Eukelade
- Images of Eukelade taken by Scott Sheppard on 4 March 2003

Discovery
- Discovered by: Scott S. Sheppard et al.
- Discovery date: 2003

Designations
- Designation: Jupiter XLVII
- Pronunciation: /juːˈkɛlədiː/
- Named after: Ευκελάδη Eykeladē
- Alternative names: S/2003 J 1
- Adjectives: Eukeladean /ˌjuːkɪləˈdiːən/

Orbital characteristics
- Epoch 2026-01-01
- Observation arc: 19 years 2022-09-02 (last obs)
- Periapsis: 14.3 million km
- Apoapsis: 30.7 million km (2026-Jan-17)
- Semi-major axis: 22.5 million km
- Eccentricity: 0.363
- Orbital period (sidereal): −689.2 days
- Mean anomaly: 170°
- Inclination: 165.2°
- Longitude of ascending node: 206.3°
- Argument of perihelion: 80.3°
- Satellite of: Jupiter
- Group: Carme group

Physical characteristics
- Mean diameter: 4 km
- Spectral type: B–V = 0.79 ± 0.07, V–R = 0.50 ± 0.07
- Apparent magnitude: 22.6
- Absolute magnitude (H): 15.9

= Eukelade =

Moon of Jupiter

Eukelade /juːˈkɛlədiː/, also known as Jupiter XLVII, is a retrograde irregular satellite of Jupiter. It was discovered by a team of astronomers from the University of Hawaiʻi led by Scott S. Sheppard in 2003, and received the temporary designation S/2003 J 1.

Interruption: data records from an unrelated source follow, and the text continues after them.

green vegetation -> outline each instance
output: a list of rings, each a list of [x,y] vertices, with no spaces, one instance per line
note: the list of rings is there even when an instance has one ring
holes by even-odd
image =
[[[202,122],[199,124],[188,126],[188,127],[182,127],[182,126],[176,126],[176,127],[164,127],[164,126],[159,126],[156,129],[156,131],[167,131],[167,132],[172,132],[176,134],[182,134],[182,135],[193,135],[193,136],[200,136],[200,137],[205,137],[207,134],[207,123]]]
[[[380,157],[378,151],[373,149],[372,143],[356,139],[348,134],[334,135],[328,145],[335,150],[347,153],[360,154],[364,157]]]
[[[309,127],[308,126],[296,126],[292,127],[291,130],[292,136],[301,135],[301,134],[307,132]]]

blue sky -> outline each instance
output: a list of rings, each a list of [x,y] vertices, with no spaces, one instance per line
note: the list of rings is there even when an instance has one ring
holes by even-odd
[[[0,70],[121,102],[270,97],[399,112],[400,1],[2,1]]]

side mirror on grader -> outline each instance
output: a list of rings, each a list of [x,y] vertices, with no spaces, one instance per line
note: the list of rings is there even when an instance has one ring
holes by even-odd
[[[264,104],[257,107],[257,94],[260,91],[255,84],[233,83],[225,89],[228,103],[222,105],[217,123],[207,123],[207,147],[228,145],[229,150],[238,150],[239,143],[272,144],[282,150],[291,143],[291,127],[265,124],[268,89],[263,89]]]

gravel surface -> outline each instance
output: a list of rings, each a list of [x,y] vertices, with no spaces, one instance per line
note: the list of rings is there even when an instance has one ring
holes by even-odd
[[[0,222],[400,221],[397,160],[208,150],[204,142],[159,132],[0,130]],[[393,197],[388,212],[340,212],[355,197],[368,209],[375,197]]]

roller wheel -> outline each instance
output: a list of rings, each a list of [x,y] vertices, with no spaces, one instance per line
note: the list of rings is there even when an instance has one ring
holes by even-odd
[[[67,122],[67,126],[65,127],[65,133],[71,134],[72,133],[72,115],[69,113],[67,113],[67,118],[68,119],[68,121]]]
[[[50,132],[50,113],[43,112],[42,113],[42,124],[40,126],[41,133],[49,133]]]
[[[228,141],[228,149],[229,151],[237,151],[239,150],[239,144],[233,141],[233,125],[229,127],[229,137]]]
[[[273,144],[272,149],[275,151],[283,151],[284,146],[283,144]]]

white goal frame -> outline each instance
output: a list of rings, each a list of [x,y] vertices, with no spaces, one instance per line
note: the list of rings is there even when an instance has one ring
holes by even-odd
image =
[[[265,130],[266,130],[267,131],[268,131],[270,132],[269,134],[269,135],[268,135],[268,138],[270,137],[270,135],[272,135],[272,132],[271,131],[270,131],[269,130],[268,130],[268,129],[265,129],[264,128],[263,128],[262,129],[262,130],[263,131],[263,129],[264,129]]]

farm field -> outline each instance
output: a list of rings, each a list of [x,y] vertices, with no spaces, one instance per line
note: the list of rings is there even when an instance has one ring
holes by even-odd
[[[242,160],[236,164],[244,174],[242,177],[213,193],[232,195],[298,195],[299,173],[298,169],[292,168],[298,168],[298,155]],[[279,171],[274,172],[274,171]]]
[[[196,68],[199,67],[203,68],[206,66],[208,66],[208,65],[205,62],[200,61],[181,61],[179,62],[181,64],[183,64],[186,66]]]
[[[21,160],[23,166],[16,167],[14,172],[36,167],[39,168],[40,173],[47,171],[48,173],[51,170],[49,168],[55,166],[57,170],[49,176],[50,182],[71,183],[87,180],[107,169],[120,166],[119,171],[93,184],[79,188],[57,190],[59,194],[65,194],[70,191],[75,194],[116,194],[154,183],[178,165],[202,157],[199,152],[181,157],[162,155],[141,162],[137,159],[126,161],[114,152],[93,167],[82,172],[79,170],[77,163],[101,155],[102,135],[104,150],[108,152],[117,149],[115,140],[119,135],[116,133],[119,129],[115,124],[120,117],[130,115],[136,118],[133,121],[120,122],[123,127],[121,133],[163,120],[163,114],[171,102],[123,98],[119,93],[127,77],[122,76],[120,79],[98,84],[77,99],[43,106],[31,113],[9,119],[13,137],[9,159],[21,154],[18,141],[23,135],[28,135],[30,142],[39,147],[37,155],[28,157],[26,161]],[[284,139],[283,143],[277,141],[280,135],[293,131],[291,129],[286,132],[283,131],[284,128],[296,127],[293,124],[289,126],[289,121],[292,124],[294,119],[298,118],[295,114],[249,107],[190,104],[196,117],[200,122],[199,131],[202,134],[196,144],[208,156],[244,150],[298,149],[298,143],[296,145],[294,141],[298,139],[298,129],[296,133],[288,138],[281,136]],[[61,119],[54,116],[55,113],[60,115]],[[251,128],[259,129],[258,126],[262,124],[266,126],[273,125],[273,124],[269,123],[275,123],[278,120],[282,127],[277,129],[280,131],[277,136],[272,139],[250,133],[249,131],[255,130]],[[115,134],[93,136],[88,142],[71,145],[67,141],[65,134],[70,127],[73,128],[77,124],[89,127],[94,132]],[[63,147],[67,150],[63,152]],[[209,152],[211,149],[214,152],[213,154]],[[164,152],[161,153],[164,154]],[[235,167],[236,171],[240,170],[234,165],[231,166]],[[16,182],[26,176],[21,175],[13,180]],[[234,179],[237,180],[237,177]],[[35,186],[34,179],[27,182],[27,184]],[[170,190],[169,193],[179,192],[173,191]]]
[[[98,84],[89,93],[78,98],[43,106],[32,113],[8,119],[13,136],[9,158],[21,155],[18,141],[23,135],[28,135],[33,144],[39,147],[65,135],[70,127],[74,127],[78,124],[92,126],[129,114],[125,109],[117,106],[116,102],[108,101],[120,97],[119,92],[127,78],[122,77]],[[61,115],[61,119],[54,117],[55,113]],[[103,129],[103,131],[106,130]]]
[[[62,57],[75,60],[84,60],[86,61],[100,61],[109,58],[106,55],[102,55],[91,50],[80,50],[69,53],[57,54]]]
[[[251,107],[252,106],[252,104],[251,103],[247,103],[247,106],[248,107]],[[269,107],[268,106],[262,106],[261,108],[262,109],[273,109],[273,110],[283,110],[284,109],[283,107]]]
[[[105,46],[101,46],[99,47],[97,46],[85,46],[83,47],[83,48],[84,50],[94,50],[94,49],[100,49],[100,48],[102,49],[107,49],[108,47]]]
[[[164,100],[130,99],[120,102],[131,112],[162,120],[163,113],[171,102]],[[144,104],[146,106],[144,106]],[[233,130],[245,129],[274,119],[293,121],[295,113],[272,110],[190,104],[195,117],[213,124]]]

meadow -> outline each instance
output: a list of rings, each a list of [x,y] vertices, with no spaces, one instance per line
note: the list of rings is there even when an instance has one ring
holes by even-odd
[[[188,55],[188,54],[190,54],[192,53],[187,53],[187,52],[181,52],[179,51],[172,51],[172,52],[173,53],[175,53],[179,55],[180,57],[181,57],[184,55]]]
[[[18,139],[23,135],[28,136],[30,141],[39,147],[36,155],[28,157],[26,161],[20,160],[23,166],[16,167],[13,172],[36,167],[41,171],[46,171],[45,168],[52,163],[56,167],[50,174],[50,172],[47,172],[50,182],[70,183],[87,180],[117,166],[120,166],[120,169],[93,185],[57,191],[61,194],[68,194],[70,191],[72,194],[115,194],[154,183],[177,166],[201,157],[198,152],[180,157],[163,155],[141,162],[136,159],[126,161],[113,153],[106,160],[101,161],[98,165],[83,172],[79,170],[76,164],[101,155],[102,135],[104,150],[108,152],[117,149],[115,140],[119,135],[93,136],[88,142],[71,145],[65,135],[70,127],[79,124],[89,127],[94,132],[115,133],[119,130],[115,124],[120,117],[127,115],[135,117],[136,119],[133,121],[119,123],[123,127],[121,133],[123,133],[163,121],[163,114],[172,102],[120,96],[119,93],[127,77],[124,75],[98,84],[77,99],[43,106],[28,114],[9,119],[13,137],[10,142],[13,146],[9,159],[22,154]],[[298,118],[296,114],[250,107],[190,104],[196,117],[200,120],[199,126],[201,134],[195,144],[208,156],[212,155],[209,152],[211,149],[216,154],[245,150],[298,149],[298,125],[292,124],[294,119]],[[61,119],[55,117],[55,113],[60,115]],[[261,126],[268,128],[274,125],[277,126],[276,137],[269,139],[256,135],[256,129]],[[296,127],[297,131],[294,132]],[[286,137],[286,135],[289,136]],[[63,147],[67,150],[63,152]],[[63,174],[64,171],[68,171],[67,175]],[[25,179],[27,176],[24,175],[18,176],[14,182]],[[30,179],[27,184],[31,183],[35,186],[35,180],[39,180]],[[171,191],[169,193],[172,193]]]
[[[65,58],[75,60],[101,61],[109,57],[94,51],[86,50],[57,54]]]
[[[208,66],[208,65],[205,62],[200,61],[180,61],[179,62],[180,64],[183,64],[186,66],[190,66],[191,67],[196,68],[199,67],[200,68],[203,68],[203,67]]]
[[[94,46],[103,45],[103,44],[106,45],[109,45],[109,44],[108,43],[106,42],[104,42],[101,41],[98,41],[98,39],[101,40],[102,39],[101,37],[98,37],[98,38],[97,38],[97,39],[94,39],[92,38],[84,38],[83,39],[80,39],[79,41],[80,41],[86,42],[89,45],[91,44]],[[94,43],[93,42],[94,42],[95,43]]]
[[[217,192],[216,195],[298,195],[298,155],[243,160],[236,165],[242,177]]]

Eukelade is about 4 kilometres in diameter, and orbits Jupiter at an average distance of 22.5 million km in 689 days, at an inclination of 165° to the ecliptic, in a retrograde direction and with an eccentricity of 0.363. Eukelade came to apojove (farthest distance from Jupiter) on 17 January 2026 when it was 0.205 AU from Jupiter.

It was named in March 2005 after Eucelade - according to John Tzetzes, listed by some (unnamed) Greek writers as one of the Muses. The name ends in an "e" because the orbit is retrograde.

Eukelade belongs to the Carme group, made up of irregular retrograde moons orbiting Jupiter at a distance ranging between 23 and 24 million km and at an inclination of about 165°.